Business and Commercial Activities

The Firm prepares and reviews business organizations, contracts, and security documents and feels that it approaches such drafting, and scrutinizes the documents, with the broad knowledge of lawyers who have litigation experience.

Helping the client choose a business form takes particular legal skills. Such factors as central management, ease of management, duration, income tax treatment, social security obligations, ease in selling all or part of a business, avoidance or application of securities laws, and personal liability, are all factors which the lawyer and client must consider together in deciding the form of entity to create (a corporation, limited liability company, limited liability limited partnership, general partnership, limited partnership, trust, or sole proprietorship). The Firm will draft the organizational documents based upon input provided by the client. How decision-making for the entity is accomplished and buy-sell agreements may be of particular concern. Typically, in buy-sell agreements, parties determine the value of what each owner of a business has or a method of computing the value, and there may be successive options to sell or buy, or requirements to sell or buy which arise when one party wants to leave the company, or when a person becomes incapacitated or dies.
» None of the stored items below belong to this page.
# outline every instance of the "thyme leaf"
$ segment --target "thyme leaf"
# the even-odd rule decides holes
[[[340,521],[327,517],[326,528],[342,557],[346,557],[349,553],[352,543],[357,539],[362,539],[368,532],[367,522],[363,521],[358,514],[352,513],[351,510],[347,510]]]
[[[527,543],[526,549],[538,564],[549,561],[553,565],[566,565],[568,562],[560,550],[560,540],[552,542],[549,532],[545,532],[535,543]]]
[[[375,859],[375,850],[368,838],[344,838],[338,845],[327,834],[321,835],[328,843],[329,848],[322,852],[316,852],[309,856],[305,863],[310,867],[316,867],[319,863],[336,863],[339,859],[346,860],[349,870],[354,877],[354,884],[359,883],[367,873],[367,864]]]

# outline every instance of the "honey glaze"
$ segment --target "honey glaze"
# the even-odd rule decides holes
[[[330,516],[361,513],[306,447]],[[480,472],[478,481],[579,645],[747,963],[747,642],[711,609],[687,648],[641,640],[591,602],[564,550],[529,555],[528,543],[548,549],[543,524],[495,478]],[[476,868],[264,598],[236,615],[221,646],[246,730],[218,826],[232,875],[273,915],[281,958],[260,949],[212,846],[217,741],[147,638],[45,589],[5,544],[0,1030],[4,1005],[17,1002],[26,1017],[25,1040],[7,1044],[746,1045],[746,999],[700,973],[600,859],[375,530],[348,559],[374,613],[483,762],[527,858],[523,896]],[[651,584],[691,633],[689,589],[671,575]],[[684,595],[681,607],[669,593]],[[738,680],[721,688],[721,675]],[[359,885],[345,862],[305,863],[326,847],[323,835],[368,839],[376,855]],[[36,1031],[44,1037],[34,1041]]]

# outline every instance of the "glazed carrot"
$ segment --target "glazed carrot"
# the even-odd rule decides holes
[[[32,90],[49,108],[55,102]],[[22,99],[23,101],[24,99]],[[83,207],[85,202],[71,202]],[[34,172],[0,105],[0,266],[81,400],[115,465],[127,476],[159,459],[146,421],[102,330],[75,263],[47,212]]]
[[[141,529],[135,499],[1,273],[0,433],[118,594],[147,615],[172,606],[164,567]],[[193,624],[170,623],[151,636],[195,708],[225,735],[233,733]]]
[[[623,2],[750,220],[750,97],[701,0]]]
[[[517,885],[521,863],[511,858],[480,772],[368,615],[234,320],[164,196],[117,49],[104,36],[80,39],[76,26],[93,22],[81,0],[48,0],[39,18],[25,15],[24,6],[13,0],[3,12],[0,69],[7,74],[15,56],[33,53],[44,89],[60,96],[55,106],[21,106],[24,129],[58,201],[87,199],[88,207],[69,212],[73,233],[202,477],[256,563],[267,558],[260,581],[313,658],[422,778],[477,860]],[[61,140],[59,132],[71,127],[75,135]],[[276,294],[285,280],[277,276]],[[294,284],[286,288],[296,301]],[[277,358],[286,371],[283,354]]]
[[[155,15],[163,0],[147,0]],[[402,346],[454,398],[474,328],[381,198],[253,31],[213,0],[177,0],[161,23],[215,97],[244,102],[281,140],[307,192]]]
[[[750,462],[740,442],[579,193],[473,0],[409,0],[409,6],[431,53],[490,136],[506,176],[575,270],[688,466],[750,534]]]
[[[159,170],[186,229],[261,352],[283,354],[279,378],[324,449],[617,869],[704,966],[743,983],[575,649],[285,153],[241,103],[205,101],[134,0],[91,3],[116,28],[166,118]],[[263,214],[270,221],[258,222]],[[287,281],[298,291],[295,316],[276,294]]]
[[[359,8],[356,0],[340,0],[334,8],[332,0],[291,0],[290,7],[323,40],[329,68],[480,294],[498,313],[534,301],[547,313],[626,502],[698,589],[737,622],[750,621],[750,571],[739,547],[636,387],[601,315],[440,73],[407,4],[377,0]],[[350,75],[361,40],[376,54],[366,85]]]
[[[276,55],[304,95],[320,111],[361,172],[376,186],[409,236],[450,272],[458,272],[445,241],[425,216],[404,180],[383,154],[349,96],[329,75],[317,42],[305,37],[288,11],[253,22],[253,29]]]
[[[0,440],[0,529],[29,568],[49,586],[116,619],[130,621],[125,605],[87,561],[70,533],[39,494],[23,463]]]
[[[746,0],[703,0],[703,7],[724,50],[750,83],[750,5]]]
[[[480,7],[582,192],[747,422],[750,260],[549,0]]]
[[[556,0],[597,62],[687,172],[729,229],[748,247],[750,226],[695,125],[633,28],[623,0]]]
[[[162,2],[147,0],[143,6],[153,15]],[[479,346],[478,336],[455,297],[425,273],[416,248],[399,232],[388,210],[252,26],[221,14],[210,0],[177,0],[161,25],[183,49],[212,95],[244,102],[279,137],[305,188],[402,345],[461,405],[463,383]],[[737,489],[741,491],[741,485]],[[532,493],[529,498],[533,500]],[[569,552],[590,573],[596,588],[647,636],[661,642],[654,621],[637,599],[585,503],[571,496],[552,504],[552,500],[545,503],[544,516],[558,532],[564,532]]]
In the transfer and sale of a business, legal help is beneficial in negotiating and finalizing the transaction to ensure a successful closing. The Firm assists in drafting contracts, security documents, bills of sale, and other documents necessary to close the transaction. The Firm will provide advice concerning which warranties and representations should be given and which liabilities should be assumed. The Firm will also provide guidance on the transfer of goodwill, covenants not to compete, consents from landlords and terms of leases. Other issues to be considered are the protection in disclosure of inventions and trade secrets, allocation of assets where appropriate, effects of delayed payment, and security or personal guaranties that may be given or should be accepted. The effect of bankruptcy must be considered both in drafting and litigation.